What would be there instead if jealousy were absent?
There is no more unwelcome emotion inside the circus tent of feelings than jealously. Jealousy makes us feel shame for feeling it - we feel its nature is to fester and destroy, so obviously shameful to feel and even worse to enact it is. But every one of us feels jealousy at some point if we ever had the opportunity to desire something or someone strongly enough that we felt we'd be diminished by the lost opportunity or the absence of affections.

If an emotion is like an algorithm, it is a very compact way of signaling important information. We don't think through anger or love to get to the feeling - the feeling is present prior to the cognitive work. Every animal responds to emotions, and survives as well as it can due in large part to the information contained within emotion - flee, fight, protect, eat, desire.
We are in a zero sum game regarding others in some ways. There are lost opportunities, people we desire who do not desire us, and the fear of the loss of attention. So jealousy, though potentially destructive, is not a wrong emotion. What we need to think through is "what would this be like if jealousy were not present?" How would it be if your romantic partner felt absolutely no jealously when faced with the turning of your affections toward another? They would not be waiting up for you to return - there would be no anxiety when considering your permanent absence from their lives, no sense of loss, for there is always another potential partner to take your place. And if we turned it around, that might be just the way we'd feel (or not feel) too. This is not the life we want. As much as desire and attachment create the potential for jealousy, attachment and jealousy are two sides of a coin.
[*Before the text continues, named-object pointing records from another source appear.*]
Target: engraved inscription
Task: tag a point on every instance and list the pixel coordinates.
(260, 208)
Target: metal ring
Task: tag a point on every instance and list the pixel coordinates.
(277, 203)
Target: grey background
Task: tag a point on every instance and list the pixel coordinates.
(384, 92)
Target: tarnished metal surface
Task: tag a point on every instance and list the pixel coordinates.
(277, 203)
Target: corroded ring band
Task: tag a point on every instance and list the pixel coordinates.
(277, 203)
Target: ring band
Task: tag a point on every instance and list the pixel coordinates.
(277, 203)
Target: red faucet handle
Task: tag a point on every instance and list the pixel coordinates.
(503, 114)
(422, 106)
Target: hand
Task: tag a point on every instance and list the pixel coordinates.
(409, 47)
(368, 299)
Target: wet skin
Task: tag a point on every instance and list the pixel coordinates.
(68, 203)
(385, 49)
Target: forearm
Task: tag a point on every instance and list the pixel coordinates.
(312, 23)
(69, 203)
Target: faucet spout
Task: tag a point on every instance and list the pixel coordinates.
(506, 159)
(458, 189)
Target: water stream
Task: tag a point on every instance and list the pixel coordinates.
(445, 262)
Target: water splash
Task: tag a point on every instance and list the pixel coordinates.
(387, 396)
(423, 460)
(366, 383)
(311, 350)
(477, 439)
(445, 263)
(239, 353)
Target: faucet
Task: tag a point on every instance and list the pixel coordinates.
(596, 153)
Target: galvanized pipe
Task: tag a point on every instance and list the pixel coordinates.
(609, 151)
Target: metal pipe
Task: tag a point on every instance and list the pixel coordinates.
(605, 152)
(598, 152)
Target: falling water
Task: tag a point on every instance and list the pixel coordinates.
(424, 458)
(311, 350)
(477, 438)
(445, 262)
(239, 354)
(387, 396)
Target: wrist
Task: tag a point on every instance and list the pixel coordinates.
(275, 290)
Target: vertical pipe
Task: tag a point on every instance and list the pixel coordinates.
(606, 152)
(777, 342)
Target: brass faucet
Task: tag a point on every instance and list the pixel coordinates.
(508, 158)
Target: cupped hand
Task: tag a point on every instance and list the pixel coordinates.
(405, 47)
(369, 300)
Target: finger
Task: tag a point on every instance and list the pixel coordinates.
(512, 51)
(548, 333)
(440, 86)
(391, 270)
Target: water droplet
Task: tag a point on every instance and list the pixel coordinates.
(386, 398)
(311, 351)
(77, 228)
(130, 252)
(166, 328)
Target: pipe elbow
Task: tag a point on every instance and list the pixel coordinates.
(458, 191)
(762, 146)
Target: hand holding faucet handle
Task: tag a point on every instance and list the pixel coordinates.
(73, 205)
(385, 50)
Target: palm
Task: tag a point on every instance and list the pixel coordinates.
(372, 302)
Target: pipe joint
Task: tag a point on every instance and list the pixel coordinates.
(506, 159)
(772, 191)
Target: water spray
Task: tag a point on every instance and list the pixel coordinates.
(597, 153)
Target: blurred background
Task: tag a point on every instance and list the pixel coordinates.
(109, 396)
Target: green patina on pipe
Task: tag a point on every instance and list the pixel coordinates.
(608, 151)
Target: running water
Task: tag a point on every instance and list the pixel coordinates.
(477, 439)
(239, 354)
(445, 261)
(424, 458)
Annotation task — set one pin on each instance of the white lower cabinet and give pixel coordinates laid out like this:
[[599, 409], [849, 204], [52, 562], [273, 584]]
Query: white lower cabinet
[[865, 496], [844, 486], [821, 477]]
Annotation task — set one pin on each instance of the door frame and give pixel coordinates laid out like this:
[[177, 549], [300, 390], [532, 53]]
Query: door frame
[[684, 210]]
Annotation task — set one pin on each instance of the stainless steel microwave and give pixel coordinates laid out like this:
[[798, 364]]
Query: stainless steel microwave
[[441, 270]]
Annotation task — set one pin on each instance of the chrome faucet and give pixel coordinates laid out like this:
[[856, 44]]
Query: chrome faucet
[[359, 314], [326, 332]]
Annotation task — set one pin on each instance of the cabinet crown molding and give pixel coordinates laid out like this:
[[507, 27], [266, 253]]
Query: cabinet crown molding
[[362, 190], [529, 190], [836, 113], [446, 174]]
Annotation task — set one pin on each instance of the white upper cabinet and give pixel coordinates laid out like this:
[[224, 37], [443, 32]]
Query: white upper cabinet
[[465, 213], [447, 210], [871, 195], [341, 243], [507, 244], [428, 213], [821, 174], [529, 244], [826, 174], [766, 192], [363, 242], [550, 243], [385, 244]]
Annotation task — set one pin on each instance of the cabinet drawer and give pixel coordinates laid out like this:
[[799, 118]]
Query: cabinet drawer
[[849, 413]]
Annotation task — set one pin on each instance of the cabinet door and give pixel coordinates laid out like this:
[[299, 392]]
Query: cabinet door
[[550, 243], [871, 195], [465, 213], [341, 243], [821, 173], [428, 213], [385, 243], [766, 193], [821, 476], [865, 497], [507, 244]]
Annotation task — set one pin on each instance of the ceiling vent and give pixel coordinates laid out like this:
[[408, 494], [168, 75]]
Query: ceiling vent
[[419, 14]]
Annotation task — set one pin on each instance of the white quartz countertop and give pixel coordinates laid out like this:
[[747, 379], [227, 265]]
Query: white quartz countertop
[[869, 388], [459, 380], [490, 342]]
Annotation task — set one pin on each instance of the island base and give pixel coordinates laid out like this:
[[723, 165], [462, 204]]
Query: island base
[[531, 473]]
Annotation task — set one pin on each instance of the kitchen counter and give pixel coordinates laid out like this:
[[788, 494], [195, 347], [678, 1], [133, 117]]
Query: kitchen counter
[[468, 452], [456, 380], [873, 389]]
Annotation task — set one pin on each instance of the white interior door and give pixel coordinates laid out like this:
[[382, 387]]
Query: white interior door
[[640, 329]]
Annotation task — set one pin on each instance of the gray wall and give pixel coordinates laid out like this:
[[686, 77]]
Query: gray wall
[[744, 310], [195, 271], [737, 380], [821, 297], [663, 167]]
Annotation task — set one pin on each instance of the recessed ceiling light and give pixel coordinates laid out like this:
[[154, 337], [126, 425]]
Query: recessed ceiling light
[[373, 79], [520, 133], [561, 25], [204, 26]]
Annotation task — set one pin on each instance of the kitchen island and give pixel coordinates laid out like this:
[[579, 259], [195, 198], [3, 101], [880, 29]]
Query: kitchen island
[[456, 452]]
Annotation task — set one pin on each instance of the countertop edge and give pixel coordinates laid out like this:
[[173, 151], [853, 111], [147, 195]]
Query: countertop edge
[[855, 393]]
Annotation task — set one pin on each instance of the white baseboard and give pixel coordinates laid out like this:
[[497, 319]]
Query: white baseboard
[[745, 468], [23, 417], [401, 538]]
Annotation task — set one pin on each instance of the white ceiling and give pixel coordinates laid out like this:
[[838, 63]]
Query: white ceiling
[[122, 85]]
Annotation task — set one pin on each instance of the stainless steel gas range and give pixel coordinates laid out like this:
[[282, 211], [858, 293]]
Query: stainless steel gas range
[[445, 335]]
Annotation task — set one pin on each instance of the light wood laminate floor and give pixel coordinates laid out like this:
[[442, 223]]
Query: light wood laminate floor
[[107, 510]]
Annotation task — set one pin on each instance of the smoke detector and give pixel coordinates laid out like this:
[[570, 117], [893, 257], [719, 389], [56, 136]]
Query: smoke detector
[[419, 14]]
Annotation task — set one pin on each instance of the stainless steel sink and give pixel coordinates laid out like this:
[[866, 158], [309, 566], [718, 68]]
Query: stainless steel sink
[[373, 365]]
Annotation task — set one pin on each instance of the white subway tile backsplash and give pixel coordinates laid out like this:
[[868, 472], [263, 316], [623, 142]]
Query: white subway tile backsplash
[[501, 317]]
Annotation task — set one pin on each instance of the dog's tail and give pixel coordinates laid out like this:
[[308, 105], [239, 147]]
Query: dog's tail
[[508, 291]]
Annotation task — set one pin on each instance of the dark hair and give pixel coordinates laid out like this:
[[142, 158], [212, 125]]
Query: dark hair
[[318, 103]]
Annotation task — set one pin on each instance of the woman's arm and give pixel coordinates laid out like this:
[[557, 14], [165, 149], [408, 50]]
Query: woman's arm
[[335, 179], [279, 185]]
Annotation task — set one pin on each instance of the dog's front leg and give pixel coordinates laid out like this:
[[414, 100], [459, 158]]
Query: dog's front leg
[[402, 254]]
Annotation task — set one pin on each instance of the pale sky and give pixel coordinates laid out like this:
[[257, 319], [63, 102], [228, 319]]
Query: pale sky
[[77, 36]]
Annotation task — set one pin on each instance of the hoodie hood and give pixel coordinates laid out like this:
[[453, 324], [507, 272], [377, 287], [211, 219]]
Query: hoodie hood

Step one is to acknowledge our jealousies. As petty and ridiculous as they seem, the shame of hiding them only makes things worse. If you can sit with the emotion of jealousy and really feel it, it is a complex of emotions, not just one. Fear of betrayal, loss of self-esteem, the recognition of some dependence upon another for our happiness, feelings of inadequacy regarding our romantic performance. These feelings all live together in the submarine that stays submerged as long as things are going well - but they are always there. This itself is a difficult pill to swallow - didn't our efforts at meditation and concentrated stretching flush all this stuff out? No.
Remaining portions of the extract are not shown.